We propose a novel clustering mechanism based on an incompatibility property between subsets of data that emerges during model training. This mechanism partitions the dataset into subsets that generalize only to themselves, i.e., training on one subset does not improve performance on the other subsets. Leveraging the interaction between the dataset and the training process, our clustering mechanism partitions datasets into clusters that are defined by-and therefore meaningful tothe objective of the training process. We apply our clustering mechanism to defend against data poisoning attacks, in which the attacker injects malicious poisoned data into the training dataset to affect the trained model's output. Our evaluation focuses on backdoor attacks against deep neural networks trained to perform image classification using the GTSRB and CIFAR-10 datasets. Our results show that (1) these attacks produce poisoned datasets in which the poisoned and clean data are incompatible and (2) our technique successfully identifies (and removes) the poisoned data. In an end-to-end evaluation, our defense reduces the attack success rate to below 1% on 134 out of 165 scenarios, with only a 2% drop in clean accuracy on CIFAR-10 and a negligible drop in clean accuracy on GTSRB.

1. OVERVIEW

Clustering, which aims to partition a dataset to surface some underlying structure, has long been a fundamental technique in machine learning and data analysis, with applications such as outlier detection and data mining across diverse fields including personalized medicine, document analysis, and networked systems (Xu & Tian, 2015) . However, traditional approaches scale poorly to large, high-dimensional datasets, which limits the utility of such techniques for the increasingly large, minimally curated datasets that have become the norm in deep learning (Zhou et al., 2022) . We present a new clustering technique that partitions the dataset according to an incompatibility property that emerges during model training.

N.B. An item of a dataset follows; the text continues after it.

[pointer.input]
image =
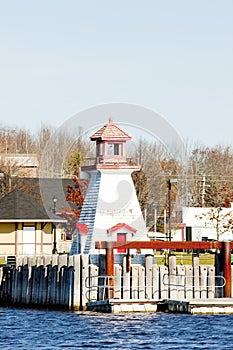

In particular, it partitions the dataset into subsets that generalize only to themselves (relative to the final trained model) and not to the other subsets. Directly leveraging the interaction between the dataset and the training process enables our technique to partition large, high-dimensional datasets commonly used to train neural networks (or, more generally, any class of learned models) into clusters defined by-and therefore meaningful to-the task the network is intended to perform. Our technique operates as follows. Given a dataset, it iteratively samples a subset of the dataset, trains a model on the subset, then selects the elements within the larger dataset that the model scores most highly. These selected elements comprise a smaller dataset for the next refinement step. By decreasing the size of the selected subset in each iteration, this process produces a final subset that (ideally) contains only data which is compatible with itself. The identified subset is then removed from the starting dataset, and the process is repeated to obtain a collection of refined subsets and corresponding trained models. Finally, a majority vote using models trained on the resulting refined subsets merges compatible subsets to produce the final partitioning.